Je me suis assis auprès de son âme
O verso que cita um encontro de almas é a deixa para que Chérif olhe mais demoradamente para Héléna. Ela retribui, mas se solta, passando o jogo dos olhares aos corpos. Inclina a cabeça em direção a Chérif, tentando diminuir a pequena distância entre eles. Ele responde ao buscar o microfone, como se quisesse equilibrar o dueto. A partir daí, os corpos se aproximam e envergam como se estivessem sob magnetismo; rostos e olhos se encontram e se recuperam, entremeados pelos desencontros em prol do horizonte em comum, que estabelece a harmonia – a letra da música. Esta, por sua vez, responde com o refrão, enquanto o azul da tela vagalumeia uma fotogenia fulgás (como deve ser), que ora cintila, ora restitui o viço dessas peles que buscam uma a outra.
Et j’ai crié, crié “Aline!”
O corte surge justo ao nome que intitula a canção. Revela Édouard, que dança com a caneca meio cheia. Uma panorâmica não só demarca a distância entre ele e o casal, como sugere que Édouard entende e admira a beleza daquele encontro. Não porque Édouard seja especial, mas porque adiante há algo que emana, que é inevitável. Nesse reenquadrar do movimento de câmera, a separação entre Chérif e Héléna se desfaz: os corpos agora se encontram, se encostam, cantam e dançam sem o resguardo da timidez, da insegurança, das diferenças entre eles. A despeito do que diz o refrão, sorriem e extravasam mesmo neste segundo plano, ainda mais aberto e mais sucinto do que o primeiro. Então, um corte abrupto interrompe o dueto, talvez porque o que deveria ser visto já estava posto na medida, na economia desses dois planos aparentemente simples, mas difíceis de descrever, impossíveis de interpretar.
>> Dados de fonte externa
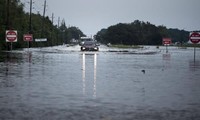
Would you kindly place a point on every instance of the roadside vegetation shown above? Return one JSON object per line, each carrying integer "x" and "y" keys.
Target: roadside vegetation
{"x": 140, "y": 33}
{"x": 121, "y": 35}
{"x": 15, "y": 18}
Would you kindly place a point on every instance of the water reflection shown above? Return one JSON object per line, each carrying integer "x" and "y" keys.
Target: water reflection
{"x": 84, "y": 73}
{"x": 194, "y": 65}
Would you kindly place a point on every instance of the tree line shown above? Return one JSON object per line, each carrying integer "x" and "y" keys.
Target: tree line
{"x": 13, "y": 17}
{"x": 140, "y": 33}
Se uma das proposições da crítica é prolongar a obra de arte, há que se reconhecer quando o prolongamento já se anuncia insuficiente e frustrante diante do que é belo. Um belo vital – que aqui registra as nuances de um fenômeno borbulhante e implacável –, mas que também fulmina, pois impede qualquer prolongamento senão pela descrição. Quando voltamos à defesa de Susan Sontag pela necessidade de um vocabulário descritivo, nos esquecemos de casos como este, em que a descrição se impõe como única possibilidade de tentar minimamente fazer jus à obra. Sem conseguir.
Em cartaz no MUBI.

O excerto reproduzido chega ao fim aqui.